Following Years of US Tensions with Hamid Karzai, Afghan Presidential Front-Runner Calls for Broadened Cooperation
The front-runner in Afghanistan’s presidential election on Saturday, former foreign minister Abdullah Abdullah, called for the next Afghan government to act on a “fresh opportunity for Afghanistan to reset its relations with the international community and … especially with the United States.”
Without voicing criticism of outgoing Afghan President Hamid Karzai, who has had a tempestuous relationship with the United States, Abdullah promised to offer “a new approach from our side and a new spirit of friendship and partnership.” Abdullah won a plurality of votes on April 5 and faces a runoff June 14 against the second-place candidate, former finance minister Ashraf Ghani.
Speaking in an online discussion sponsored by the Atlantic Council and the Center for American Progress, Abdullah underscored that Afghanistan will continue to rely on international financial help, and he called for the broadening of his country’s engagement with the global community to include a greater attention on the economy. As his rival, Ghani, did the previous week, Abdullah spoke to an audience of foreign policy specialists in Washington and abroad via an Atlantic Council video link from Afghanistan.
Among his domestic priorities if elected, Abdullah said, will be a campaign against corruption. For two years, Afghanistan has been ranked (this year in a tie with North Korea and Somalia) as the world’s most corrupt country, according to the annual survey of 177 countries by Transparency International.
“Corruption is institutionalized at this stage,” Abdullah said. “A lack of political will has been the main issue” in delaying the passage and enforcement of aggressive anti-corruption policies by parliament and the Karzai administration, he said. “Rule of law has not been considered as a priority.”
“People will watch us from Day One” of the new government’s tenure, Abdullah said, and a critical first step for the new president will be to appoint government officials whose reputation reflects a commitment to the rule of law.
Among Abdullah’s comments in response to questions from listeners were these:
— On Afghanistan as a refuge for terrorist groups. “Ourselves having suffered from terrorism … I am categorically against the presence of any terrorists” in Afghan territory. Abdullah said he could not confirm the reported presence in northeastern Afghanistan of Pakistani militant guerrilla leader Mullah Fazlullah, but said that “if those terrorists are there, then it will be for the Afghan state to take action against them.”
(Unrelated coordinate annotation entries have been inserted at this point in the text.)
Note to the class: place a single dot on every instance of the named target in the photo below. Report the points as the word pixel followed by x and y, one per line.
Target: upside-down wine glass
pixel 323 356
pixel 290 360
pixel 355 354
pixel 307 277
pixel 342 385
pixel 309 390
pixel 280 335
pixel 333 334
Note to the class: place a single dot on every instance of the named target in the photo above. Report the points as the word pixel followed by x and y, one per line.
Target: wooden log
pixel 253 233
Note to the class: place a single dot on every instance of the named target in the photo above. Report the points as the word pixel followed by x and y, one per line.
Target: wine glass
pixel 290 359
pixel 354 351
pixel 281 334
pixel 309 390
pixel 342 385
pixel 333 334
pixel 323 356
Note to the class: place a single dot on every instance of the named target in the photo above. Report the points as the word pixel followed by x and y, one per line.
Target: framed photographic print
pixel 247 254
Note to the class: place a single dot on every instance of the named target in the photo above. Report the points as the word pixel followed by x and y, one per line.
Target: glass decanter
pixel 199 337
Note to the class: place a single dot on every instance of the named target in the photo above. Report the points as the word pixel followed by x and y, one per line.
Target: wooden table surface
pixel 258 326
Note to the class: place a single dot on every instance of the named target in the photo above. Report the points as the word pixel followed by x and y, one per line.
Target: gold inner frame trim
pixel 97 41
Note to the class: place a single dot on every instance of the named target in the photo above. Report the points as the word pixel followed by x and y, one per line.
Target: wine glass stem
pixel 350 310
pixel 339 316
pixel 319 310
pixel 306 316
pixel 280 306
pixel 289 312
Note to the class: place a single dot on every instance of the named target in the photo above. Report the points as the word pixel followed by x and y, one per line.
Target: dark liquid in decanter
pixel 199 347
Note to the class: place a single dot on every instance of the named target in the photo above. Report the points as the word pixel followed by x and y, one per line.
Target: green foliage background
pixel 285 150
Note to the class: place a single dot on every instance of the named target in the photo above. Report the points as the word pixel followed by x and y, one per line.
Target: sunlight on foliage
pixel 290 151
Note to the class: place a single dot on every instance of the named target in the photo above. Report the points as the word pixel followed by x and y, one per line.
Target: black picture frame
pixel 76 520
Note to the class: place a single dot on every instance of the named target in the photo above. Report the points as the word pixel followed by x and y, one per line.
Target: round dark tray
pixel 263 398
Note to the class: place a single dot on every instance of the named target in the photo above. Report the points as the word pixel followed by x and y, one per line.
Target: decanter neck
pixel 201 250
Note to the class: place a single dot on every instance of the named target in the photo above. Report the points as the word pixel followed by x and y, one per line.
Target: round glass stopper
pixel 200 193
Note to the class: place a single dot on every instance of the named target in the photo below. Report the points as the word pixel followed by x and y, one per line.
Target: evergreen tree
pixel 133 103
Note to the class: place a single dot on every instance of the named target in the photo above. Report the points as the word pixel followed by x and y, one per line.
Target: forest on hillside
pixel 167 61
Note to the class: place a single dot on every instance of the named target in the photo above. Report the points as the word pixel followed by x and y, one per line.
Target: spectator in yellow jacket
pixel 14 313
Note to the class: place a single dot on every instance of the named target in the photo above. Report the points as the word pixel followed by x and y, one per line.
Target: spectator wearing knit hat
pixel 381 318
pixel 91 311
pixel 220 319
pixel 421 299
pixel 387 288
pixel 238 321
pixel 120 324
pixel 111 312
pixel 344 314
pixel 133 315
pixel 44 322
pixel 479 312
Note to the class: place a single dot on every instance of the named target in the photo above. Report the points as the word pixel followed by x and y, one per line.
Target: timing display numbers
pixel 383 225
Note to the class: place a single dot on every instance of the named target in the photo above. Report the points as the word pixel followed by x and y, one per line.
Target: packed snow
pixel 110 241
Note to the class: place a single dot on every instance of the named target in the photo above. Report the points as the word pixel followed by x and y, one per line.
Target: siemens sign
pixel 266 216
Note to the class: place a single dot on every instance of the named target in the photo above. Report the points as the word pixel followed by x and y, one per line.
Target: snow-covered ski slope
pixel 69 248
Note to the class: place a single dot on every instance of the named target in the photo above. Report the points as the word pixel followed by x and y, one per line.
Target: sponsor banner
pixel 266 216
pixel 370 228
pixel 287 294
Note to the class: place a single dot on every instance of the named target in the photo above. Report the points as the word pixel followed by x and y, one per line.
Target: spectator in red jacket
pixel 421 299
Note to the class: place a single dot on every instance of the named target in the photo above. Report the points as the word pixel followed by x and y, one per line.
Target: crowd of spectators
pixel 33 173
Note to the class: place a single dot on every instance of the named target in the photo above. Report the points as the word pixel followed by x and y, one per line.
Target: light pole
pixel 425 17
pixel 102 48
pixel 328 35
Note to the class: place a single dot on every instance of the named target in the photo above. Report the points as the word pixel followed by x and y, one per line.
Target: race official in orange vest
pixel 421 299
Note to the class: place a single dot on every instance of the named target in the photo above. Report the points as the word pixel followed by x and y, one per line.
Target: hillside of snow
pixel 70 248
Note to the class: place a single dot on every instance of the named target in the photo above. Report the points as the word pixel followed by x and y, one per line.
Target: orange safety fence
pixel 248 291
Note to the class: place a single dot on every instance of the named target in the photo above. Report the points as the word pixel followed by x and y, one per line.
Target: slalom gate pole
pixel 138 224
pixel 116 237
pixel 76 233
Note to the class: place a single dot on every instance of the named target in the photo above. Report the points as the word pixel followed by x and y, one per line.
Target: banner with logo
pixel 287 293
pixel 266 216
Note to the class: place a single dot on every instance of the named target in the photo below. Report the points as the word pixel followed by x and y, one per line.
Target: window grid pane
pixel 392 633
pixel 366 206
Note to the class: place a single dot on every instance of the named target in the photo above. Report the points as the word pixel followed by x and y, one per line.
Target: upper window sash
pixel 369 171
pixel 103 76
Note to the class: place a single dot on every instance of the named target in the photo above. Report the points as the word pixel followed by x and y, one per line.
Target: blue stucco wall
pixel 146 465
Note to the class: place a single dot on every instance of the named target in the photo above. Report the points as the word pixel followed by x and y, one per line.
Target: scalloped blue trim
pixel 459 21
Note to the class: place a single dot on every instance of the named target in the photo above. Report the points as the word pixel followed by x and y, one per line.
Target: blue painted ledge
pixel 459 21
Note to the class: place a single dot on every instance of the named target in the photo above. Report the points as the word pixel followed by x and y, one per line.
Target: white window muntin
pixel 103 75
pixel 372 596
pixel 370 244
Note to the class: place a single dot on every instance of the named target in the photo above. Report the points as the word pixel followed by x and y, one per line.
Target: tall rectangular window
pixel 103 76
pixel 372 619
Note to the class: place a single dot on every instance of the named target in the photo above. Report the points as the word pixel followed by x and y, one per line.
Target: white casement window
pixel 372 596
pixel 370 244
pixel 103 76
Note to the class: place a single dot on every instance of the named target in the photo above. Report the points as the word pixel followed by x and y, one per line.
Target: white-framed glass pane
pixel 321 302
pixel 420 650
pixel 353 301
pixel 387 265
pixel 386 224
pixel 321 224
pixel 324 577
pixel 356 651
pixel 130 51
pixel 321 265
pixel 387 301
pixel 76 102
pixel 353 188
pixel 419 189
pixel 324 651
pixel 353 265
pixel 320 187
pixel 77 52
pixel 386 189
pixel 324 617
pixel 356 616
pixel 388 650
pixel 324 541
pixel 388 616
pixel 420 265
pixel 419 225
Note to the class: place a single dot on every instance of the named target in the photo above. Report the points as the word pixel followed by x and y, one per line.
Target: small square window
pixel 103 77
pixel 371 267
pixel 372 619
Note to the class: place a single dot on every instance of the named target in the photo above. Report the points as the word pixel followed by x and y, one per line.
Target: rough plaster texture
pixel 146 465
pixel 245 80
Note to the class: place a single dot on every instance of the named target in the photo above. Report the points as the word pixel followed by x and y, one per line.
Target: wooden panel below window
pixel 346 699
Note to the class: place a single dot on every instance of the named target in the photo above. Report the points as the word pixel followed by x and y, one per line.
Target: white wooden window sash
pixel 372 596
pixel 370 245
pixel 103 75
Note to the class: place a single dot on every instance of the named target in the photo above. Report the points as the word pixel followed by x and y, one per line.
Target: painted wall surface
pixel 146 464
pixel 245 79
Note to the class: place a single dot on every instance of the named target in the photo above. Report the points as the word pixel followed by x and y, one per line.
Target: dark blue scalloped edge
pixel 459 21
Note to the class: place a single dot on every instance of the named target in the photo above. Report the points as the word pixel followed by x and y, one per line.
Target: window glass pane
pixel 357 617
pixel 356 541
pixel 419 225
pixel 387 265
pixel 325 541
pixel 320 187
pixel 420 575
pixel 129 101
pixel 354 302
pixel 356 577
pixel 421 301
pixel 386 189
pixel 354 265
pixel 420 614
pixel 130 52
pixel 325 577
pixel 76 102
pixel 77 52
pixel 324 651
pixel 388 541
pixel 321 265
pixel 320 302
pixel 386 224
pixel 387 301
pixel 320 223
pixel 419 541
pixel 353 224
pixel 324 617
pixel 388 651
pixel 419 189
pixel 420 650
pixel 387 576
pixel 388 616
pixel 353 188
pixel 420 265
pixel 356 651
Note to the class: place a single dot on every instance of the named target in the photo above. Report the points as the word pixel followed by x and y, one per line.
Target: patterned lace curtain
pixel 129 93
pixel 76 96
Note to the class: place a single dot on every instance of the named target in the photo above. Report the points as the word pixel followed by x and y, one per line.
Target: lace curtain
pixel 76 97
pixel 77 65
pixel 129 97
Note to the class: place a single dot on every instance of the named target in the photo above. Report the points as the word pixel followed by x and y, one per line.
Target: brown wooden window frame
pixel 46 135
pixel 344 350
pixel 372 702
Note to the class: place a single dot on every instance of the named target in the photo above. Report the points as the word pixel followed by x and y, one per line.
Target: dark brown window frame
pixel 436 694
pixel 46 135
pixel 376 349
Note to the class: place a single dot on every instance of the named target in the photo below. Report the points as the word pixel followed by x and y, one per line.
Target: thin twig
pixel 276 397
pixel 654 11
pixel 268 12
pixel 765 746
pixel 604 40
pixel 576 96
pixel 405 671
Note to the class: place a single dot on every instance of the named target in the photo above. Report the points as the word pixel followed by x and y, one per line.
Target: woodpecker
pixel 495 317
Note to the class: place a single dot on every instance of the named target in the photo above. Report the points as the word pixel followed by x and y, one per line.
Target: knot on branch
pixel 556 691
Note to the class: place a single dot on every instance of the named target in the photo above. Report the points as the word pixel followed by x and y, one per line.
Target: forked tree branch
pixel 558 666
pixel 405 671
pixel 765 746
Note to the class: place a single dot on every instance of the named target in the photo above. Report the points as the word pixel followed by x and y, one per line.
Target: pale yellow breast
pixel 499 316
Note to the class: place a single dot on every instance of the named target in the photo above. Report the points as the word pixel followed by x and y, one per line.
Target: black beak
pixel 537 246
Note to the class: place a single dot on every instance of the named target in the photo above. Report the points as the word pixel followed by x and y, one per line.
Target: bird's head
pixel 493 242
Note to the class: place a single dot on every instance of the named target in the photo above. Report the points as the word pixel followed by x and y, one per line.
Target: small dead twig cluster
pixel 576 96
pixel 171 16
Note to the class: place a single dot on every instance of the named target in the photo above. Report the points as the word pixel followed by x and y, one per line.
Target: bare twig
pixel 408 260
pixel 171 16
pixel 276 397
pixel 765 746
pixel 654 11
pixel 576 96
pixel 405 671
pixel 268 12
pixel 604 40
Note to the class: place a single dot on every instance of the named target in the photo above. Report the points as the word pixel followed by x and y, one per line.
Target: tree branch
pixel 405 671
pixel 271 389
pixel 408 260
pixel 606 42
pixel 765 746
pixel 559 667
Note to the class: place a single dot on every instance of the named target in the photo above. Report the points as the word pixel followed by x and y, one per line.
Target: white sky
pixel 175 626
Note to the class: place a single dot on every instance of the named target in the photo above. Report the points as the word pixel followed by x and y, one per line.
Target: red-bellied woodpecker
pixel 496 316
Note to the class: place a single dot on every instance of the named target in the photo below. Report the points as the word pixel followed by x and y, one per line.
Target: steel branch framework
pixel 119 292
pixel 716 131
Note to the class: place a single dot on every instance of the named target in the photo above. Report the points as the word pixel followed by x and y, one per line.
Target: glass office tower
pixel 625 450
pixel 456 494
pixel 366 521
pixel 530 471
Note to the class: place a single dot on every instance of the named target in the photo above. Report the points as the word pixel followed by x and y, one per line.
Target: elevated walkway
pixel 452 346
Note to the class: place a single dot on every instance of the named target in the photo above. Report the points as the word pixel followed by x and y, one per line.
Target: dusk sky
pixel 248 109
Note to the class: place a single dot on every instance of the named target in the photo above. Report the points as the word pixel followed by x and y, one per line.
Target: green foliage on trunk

— On Afghanistan’s historic ethnic divides, notably between Pashtuns who dominate the south and Tajiks, the group with whom Abdullah is most identified. “These are perceptional challenges,” based on “an outdated perception of reality.” Abdullah said voting patterns in the April election, including strong support for him in ethnic Pashtun zones, reflects a diminution of old, ethnic and tribalized politics in Afghanistan.
— On human rights and women’s rights. Human rights concerns and support for women’s access to education and career opportunities have gotten rhetorical support from the state, but too little real attention, Abdullah said. They must “be part and parcel of every decision that is being made by the government.”
–On a future role for President Hamid Karzai. To a question whether Karzai will continue to influence the government after leaving office, Abdullah said, “certainly he will have a political role to play” if he wishes. “We have not discussed” details of any role Karzai might play in a next administration, Abdullah said.